8. Police Road Blocks
Don't be alarmed if you are driving along and come to a road block that looks like something out of Jackie Chan movie, i.e. a lot of police and a lot of guns. Malaysian police are armed and like policemen anywhere in the world they do like to work in big groups. A foreigner will probably just get waved through. If you are stopped, the policeman may ask for a quick look at your license and then quickly move on to asking you which football team you support. Seeing as 50% of Malaysians are Manchester United supporters there's no harm in sometimes becoming a temporary Man U fan. After a quick chat you'll be on your way.

9. Pedestrian/Zebra Crossings
Good News here. Sarawak is the only place in Malaysia where motorists actually stop for pedestrians when the little green man says it's time to walk. Try that in Kuala Lumpur and you are likely to be rammed.

10. Motorcyclists
Beware of these nutters. 99.99 % have a death wish and 100% have an annoying habit of performing death-defying slalom-type manoeuvres, weaving in and out of cars until one day they meet their maker.

11. Cars With No Visible Driver
If you spot a car that is cruising along without a driver, don't be alarmed but do keep a safe distance. Look closely and you will actually see a pair of shrivelled, prune-like hands grasping the wheel and perhaps a tiny old lady sitting in the front seat. If she is wearing glasses then keep your distance, if not then change down a gear and give it 6,000 revs to get away from this blind midget who should not be allowed on the roads without an additional cushion on the seat and a good pair of strong specs.

12. Hondas
If you spot a Honda in your rear window, watch out. These cars are popular with the local Boy Racers, perhaps the most reckless drivers in the world. Only relax after the young pup of a driver has gunned his engine, swerved past you and raced off. If the Honda has stripes, a body kit, the window down and cigarette-wielding tattooed hand poking out, then avoid direct eye-contact as half the samsengs (gangsters) in Kuching use jazzed up Hondas.

13. Always Expect The Worse At Junctions
If you are approaching a junction and have the right of way, always bear in mind that the car waiting at the junction is only waiting there until you are 20 feet away. As you approach it will come charging into your path. Forward planning is the key. Always expect the worst.

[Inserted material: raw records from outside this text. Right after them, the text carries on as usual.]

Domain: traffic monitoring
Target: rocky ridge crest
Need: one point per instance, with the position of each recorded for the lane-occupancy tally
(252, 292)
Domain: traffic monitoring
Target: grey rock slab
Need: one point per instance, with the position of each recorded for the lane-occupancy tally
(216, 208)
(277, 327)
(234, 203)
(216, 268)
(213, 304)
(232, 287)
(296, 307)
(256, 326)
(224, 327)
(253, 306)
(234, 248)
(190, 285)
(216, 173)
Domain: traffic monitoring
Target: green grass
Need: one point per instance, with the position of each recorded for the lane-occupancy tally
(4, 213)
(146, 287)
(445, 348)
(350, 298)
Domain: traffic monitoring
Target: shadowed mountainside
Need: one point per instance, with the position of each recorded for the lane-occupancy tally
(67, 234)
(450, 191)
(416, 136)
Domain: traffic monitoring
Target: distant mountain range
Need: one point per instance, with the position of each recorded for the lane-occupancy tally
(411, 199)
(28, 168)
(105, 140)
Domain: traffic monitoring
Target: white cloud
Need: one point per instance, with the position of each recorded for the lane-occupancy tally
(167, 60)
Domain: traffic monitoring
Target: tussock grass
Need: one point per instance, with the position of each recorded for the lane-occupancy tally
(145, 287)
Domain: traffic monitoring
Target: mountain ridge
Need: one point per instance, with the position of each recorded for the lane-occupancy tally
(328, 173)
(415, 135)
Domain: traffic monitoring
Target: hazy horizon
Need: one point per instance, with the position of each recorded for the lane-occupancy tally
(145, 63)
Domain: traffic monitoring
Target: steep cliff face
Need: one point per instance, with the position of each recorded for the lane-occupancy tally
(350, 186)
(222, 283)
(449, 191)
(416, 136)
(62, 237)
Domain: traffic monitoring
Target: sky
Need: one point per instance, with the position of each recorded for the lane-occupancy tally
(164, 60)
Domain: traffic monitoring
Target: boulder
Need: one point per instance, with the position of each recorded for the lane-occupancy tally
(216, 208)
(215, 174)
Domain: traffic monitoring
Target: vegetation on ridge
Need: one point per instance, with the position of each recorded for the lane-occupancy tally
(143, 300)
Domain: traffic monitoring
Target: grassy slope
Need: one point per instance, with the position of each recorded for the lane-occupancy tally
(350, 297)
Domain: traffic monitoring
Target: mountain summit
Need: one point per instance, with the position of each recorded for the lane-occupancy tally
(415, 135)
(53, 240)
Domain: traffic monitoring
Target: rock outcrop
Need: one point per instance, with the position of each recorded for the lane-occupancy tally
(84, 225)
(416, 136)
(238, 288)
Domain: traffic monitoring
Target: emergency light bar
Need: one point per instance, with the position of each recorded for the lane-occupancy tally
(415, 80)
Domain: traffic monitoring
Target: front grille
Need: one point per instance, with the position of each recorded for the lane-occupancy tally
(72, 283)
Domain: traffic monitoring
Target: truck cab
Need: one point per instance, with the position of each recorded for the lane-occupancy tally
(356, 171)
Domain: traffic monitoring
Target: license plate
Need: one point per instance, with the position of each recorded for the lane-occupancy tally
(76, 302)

14. Lizards, Snakes, Dogs & Assorted Wildlife
On a trip up country its wise to keep a look out for animals on the road. On one trip from Kuching to Sibu with a friend at the wheel we unintentionally managed to wipe out a range of wildlife. The body count including two stupid birds which flew into the windscreen, one snake, a jumbo-sized frog, the slowest moving monitor lizard in Borneo and two incredibly scabby dogs that were in the middle of the road bonking silly (what a way to go). The last collision was particularly sad or funny depending on how sick you are. A blast of the horn gave some advance warning but these two dogs were glued together and could not separate until my friend's Suzuki jeep ploughed into them.

15. Purpose Built Car Parks
Always empty as most drivers prefer to save a couple of bucks and park illegally.